Behind the scenes of the food industry: Our Daily Bread

See where your food is from

If you’ve ever wanted to know more about the food you eat – to see what goes on behind the scenes of the modern food industry; to witness current food production and farming practices; to see inside abattoirs, hatcheries, food factories and glasshouses – then Nikolaus Geyrhalter’s wonderful, revealing, disturbing and moving Our Daily Bread is the film for you.

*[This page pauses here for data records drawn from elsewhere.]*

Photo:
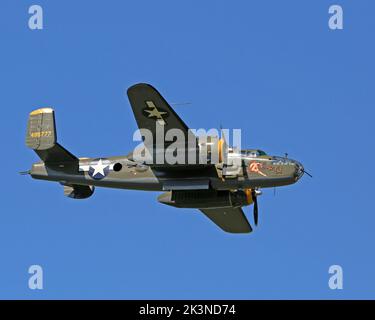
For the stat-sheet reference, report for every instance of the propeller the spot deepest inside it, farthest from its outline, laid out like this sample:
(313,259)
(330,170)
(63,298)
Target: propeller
(304,171)
(255,200)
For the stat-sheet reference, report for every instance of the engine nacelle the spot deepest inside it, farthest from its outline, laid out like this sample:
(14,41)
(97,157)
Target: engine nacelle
(205,199)
(76,191)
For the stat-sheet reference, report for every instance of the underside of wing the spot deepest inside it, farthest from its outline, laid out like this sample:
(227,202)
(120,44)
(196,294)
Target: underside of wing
(232,220)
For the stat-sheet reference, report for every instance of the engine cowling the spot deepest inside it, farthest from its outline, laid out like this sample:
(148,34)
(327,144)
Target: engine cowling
(204,199)
(76,191)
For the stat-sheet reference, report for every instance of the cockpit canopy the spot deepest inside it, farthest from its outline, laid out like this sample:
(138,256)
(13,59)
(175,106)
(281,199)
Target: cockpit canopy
(253,153)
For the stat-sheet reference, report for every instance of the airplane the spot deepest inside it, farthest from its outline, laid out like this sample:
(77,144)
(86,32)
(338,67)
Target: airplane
(220,186)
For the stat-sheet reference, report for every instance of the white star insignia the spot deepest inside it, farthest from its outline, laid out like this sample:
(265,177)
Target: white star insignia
(154,112)
(99,168)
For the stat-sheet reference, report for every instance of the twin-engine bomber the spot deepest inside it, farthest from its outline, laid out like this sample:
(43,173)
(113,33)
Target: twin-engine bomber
(227,180)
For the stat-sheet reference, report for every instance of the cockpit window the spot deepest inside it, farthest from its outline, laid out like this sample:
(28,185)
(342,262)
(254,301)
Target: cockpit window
(253,153)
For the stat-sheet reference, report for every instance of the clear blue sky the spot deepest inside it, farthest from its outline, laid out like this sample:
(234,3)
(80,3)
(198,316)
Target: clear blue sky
(272,68)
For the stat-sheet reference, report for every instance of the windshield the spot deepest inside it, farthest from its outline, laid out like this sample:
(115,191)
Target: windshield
(253,153)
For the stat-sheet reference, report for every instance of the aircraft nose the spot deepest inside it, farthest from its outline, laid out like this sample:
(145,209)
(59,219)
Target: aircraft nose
(299,170)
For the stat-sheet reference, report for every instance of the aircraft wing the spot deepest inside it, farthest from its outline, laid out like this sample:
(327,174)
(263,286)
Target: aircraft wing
(151,109)
(232,220)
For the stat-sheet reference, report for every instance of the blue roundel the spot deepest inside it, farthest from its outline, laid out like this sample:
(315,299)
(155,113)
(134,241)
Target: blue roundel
(99,168)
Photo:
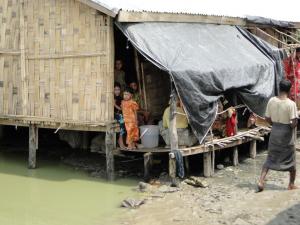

For those who missed its run at the ICA and single screening on Channel 4 earlier this year – or if, like me, you saw it but still want to take in its hauntingly compelling images again – the film is now now available on DVD.

Field harvest

Critical praise

Since its release in 2006, Our Daily Bread has enjoyed success and praise at film festivals and screenings around the world:

shocking and profound … crushing and sublime
(Philip Hoad, The Guardian)

the film’s formal elegance, moral underpinning and intellectually stimulating point of view also make it essential. You are what you eat; as it happens, you are also what you dare to watch.
(Manohla Dargis, The New York Times)

Spraying sunflower crop

The inside story of food: from hatchery to abattoir

Our Daily Bread shows the production of our food with an unflinchingly dispassionate eye, lingering on scenes of giant fields and glasshouses, day-old chick packing units, abattoirs and cutting plants long enough for the viewer to take in the alien details of ordinary food.

Hatchery

In many scenes, the scale alone is staggering. Wide shots of rows of crops stretching into the distance and seemingly endless processions of animals for slaughter defy comprehension. Elsewhere, the baroque complexity of food processing is at odds with the mundane everyday products that result.

The human element

Industrialised food production may often be a streamlined and efficient largely mechanised process, but people still play a fundamental role. The critical actions are almost always still carried out by human hand: the harvesting of salad leaves or tomatoes, the sorting of animals, the killing of livestock, the finer elements of butchery.

Glasshouse spraying

Our Daily Bread successfully captures the human side of factory farming and food processing, focussing on the workers. Though the film has no commentary, leaving judgement to the viewer, it’s hard not to see many of these farm and food workers as alienated by their isolation in dehumanised surroundings, numbed by the commodification of the food – often live animals – they handle and the often repetitive nature of their work.

Not for the squeamish

The pictured stills are some of the less gruesome scenes of the film, which also shows conveyor belts laden with young chicks, pig carcasses swaying as they’re hauled around the abattoir, the swift felling of a cow by electrocution and the delivery of a calf by Caesarean section.

Fish filleting

Dare you confront the truth beyond your plate and the supermarket shelves?